Thursday, January 19, 2017

The End of Wishful Thinking

My candidate didn't get nominated and yet the actual nominee said she supported many of the same issues. The polls were good and I'd hoped we would be spared the worst. It does somehow seem selfish to think that with a "reasonable" President, we wouldn't have to face the stark reality of our predicament for a few more years. No need to think about it if you believe someone is taking care of things.
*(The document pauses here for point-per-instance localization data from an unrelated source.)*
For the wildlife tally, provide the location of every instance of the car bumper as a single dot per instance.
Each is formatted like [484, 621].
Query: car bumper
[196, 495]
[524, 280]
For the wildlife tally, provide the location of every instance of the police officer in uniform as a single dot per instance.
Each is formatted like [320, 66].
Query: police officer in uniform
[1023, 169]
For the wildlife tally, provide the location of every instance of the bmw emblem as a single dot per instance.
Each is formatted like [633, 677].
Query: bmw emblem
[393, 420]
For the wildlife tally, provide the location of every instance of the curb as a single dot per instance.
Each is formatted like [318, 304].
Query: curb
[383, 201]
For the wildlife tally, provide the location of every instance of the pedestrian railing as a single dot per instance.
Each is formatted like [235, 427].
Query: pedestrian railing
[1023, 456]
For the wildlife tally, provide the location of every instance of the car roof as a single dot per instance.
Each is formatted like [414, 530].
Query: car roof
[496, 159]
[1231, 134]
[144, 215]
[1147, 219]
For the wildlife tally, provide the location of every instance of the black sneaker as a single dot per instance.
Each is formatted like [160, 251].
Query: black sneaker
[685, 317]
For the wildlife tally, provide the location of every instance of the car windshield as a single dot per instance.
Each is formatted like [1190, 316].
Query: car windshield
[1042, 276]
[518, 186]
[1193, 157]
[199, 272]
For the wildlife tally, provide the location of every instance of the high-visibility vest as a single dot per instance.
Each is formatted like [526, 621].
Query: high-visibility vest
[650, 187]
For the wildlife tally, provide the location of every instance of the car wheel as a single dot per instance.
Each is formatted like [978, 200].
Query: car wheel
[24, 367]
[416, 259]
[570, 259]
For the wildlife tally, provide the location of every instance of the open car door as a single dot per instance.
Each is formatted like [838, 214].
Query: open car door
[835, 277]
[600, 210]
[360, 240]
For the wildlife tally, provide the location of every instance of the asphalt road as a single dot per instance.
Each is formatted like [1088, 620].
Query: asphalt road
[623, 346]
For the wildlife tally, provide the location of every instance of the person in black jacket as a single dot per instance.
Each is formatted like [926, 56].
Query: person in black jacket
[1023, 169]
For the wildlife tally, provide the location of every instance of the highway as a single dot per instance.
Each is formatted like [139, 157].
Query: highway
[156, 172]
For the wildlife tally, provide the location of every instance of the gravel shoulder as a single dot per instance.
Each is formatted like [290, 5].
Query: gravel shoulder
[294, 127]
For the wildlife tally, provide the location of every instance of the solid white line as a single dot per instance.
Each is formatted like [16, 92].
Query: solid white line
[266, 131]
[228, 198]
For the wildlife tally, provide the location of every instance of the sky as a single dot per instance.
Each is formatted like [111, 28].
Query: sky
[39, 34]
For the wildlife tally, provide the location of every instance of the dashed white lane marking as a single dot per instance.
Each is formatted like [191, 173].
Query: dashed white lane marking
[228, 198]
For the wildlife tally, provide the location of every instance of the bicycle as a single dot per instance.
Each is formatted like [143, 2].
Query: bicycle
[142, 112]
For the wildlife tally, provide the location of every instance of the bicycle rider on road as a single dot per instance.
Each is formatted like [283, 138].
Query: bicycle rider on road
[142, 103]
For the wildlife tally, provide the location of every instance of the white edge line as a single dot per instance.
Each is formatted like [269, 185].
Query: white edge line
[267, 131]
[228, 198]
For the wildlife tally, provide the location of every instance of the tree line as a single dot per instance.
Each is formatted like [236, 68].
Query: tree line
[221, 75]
But even though we won, we end up losing. And the signs were there all along for those who would look. In Democracy Incorporated, Sheldon Wolin describes the precariousness of democracy and where we've been heading for a long time.
A government responsive to the deepening distress of the Many, to ever-widening class disparities, to impending environmental crises, would need sufficient autonomy to defy corporate wishes. The fact that government rarely challenges corporate power allows capital to define the political terrain to fit its own needs.
... 
By fostering an illusion among the powerless classes that the party can make their interests a priority, it pacifies and thereby defines the style of an opposition party in an inverted totalitarian system. In the process it demonstrates the superior cost-effectiveness of inverted totalitarianism over the crude classic versions.
... 
Antidemocracy, executive predominance, and elite rule are the basic elements of inverted totalitarianism. ... Citizens are encouraged to distrust their government and politicians; to concentrate upon their own interests; to begrudge their taxes; and to exchange active involvement for symbolic gratifications of patriotism, collective self-righteousness, and military prowess.
...
A politics of dumbed-down public discourse and low voter turnout combines with a dynamic economy of stubborn inequalities to produce the paradox of a powerful state and a failing democracy. 
In the essay (also included in his new collection Low Dishonest DecadesWhat Is to Be Done?, George Scialabba examined several authors who contended that Republicans retain electoral advantages despite their (then recent) 2006 setback. We know now the results of 2010, 2014, and 2016, but Scialabba had hoped for something better.
[I]f we want a durably decent society, we have to improve the quality of political discussion.  ... Otherwise, public life will become wholly a marketing competition, and nothing more.
And unfortunately, who knows marketing better than an expert con man?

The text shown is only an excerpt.